Andrew C. Morrow andrew.c.morrow at gmail.com
Wed Oct 31 14:52:11 EDT 2018


Thanks for writing back. A few quick things to consider that may help sway
the argument:

- The whole point of using SCons is that its builds are supposed to be 100%
reproducible. If you have a non-reproducible build, then you have a flaw in
your implementation of SCons (or there is an SCons bug). The most common
sort of flaw is failing to declare dependencies. This is especially common
in uses of Command.

- However, the concerns about incorrect builds are fair. Bugs, whether in
SCons or your deployment of it, are a fact of life. One mitigation is to
only use caching for builds that will not go out the door. Our release
builds do not interact with the cache at all. Only developer "patch" builds
and regular commits do. In practice, we have not encountered any adverse
consequences of using the cache, but release bits are simply to precious to
chance it.

- Along with cache pruning work, we have implemented a global kill switch
for the cache, so that if something does go badly wrong, we can quickly
disable it everywhere it is used. We have yet to use it.

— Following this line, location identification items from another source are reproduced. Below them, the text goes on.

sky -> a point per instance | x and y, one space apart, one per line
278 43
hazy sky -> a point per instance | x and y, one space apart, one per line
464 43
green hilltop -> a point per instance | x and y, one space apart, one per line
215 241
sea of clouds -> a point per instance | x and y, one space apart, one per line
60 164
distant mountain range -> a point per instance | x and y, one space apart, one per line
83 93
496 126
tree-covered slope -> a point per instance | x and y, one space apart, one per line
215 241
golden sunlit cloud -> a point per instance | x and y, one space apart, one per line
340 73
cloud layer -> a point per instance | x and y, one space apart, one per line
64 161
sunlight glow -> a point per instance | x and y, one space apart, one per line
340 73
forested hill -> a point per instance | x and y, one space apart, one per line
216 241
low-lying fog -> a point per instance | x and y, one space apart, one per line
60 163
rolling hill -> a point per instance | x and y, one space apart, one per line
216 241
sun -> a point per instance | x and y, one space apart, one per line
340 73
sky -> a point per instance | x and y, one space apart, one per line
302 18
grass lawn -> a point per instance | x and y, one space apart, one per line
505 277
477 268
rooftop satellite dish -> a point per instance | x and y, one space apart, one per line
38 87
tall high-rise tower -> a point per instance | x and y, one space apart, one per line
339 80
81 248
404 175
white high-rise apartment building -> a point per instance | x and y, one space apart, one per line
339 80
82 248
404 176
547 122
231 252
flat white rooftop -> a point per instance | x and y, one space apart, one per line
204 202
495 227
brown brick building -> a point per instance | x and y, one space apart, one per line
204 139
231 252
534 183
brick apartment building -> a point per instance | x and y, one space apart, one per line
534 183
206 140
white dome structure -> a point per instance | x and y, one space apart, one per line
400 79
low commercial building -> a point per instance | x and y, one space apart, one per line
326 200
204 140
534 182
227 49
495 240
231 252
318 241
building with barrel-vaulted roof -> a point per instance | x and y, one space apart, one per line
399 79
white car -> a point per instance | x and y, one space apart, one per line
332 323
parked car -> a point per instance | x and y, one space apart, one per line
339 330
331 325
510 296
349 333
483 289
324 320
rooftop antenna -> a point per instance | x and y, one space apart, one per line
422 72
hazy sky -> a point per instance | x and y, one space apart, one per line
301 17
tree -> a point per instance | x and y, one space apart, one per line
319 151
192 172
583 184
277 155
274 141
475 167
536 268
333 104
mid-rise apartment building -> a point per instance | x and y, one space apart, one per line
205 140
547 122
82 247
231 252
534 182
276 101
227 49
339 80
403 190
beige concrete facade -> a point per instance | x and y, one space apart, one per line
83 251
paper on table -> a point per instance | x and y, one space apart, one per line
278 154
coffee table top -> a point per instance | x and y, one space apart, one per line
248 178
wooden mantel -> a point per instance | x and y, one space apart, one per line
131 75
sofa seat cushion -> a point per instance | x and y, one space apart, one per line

- Direct network support for CacheDir in SCons is probably a good idea,
especially if there is skepticism about the semantics of NFS or CIFS. The
first step would be to make the cache dir implementation pluggable and
abstract away the FS operations. Then write a different storage backend for
it (S3?).

- Pruning the cache correctly does take some thought. One way to avoid
bloating the cache is to avoid putting statically linked artifacts into it,
as these tend to be large. Dynamic libraries or things linked to dynamic
libraries should be fine. It is easy to add an optional emitter to disable
the cache for certain types of targets
<https://github.com/mongodb/mongo/blob/master/SConstruct#L1271-L1290>.

- Performance is of course a concern. You need to do your own research and
experiments to determine if it is a win in your build.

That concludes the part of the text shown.